Donald Ray Pollock braids his plotlines into a taut narrative that will leave readers astonished and deeply moved. With his first novel, he proves himself a master storyteller in the grittiest and most uncompromising American grain.

Pete says:

In the movie 'The Usual Suspects' the character Verbal says that 'The greatest trick the Devil ever pulled was convincing the world he didn't exist. And like that, poof. He's gone.'  There is no personified devil in Donald Ray Pollock's The Devil All the Time and there doesn't need to be. Many of the characters in his new novel do just fine on their own in seeking out and dispensing evil. In the Rolling Stones' song 'Sympathy for the Devil' Mick Jagger sings of a world where 'All the cops are criminals and all the sinners saints.'  This is the world that the book's young hero, Arvin Eugene Russell, must navigate if he is to escape a horrible past and an equally horrible present.

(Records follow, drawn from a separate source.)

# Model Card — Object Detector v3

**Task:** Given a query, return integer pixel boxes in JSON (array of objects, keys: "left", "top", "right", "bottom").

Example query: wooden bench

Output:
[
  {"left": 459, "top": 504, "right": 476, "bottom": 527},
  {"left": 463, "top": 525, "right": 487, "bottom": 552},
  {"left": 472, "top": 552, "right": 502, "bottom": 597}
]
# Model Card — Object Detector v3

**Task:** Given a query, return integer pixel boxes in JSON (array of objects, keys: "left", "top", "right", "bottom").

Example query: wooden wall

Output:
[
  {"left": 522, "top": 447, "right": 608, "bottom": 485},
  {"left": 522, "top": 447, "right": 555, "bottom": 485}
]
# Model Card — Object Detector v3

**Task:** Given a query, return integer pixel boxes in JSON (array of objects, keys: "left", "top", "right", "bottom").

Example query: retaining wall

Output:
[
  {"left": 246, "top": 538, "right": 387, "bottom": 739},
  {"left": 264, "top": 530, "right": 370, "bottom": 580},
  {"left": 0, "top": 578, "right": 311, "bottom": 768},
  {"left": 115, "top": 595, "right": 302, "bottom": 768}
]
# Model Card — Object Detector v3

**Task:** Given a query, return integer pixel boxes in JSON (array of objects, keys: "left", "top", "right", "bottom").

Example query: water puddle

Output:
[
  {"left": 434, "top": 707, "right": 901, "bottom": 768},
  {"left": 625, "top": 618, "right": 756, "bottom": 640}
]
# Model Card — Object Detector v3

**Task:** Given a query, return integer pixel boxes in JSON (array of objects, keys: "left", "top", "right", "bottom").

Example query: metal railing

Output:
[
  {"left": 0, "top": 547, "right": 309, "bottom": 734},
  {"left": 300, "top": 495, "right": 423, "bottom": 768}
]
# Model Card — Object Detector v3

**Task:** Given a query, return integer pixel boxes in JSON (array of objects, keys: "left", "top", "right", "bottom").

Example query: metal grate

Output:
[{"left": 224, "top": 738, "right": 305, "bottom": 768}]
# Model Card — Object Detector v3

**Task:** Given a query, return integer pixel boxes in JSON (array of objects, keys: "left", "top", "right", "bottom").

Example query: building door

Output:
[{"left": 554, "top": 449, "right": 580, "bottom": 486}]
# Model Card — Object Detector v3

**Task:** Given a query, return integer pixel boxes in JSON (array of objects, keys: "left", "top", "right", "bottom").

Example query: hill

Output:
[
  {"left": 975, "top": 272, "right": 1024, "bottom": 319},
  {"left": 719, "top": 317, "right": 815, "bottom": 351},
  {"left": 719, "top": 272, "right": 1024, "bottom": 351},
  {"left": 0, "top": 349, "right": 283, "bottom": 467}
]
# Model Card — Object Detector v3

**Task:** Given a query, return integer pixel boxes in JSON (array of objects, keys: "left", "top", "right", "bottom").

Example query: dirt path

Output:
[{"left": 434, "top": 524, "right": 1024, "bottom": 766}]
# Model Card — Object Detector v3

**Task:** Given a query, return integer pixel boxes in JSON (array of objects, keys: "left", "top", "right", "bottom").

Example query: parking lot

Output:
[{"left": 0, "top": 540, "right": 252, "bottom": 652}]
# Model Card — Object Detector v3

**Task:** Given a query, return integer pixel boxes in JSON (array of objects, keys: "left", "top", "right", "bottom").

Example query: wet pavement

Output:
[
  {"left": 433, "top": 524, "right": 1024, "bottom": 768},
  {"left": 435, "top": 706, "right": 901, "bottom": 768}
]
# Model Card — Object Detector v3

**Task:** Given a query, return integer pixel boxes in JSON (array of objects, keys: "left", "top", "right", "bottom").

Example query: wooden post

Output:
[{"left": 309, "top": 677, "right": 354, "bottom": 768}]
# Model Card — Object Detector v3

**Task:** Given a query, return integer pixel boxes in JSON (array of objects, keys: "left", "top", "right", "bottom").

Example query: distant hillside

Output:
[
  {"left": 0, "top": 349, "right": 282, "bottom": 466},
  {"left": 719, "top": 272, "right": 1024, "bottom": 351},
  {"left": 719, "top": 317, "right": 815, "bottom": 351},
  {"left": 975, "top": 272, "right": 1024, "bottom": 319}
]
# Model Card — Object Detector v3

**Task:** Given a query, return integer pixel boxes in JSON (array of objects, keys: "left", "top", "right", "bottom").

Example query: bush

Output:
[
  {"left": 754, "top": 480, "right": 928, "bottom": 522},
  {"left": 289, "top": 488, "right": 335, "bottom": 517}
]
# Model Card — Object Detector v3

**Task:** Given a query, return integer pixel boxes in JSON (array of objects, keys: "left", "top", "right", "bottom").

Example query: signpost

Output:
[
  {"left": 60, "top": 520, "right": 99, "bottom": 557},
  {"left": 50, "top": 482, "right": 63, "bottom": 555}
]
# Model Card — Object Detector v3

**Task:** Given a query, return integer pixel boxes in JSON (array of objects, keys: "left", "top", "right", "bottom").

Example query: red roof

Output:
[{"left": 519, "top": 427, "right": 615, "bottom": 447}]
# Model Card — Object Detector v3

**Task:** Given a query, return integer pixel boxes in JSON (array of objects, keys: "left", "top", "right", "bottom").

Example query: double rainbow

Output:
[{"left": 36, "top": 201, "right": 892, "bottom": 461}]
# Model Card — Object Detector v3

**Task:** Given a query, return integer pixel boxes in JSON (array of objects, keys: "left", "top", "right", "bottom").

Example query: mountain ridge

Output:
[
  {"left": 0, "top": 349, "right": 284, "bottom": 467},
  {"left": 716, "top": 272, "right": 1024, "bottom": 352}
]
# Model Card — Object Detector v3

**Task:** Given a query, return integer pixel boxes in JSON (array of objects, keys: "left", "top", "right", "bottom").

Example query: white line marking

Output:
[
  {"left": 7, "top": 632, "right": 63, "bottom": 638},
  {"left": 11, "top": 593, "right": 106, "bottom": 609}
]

The novel's setting is the backwoods border area of West Virginia and Ohio sometime between 1945 to 1965. These are not, however, the woods of Bambi and Thumper, unless you were to find them strung up on a tree dripping sacrificial blood onto a 'prayer log.'

I do hope the book's title or the words I've written don't scare you away from what I believe is a superbly written American gothic tale. The author deftly interweaves the lives of unforgettable characters such as a soldier who's seen way too much, a would-be Bonnie and Clyde with a predilection for snuff pornography, a dense preacher and his crippled guitarist, and the new preacher in town more interested in teenage girls than the bible. What's a young man to do when it's the devil all the time? For Arvin Russell, a walk through hell is
ordinary. Finding his way out is another matter altogether. Enjoy this wonderful novel, but watch your step in the scary backwoods and by all means do not accept rides from strangers.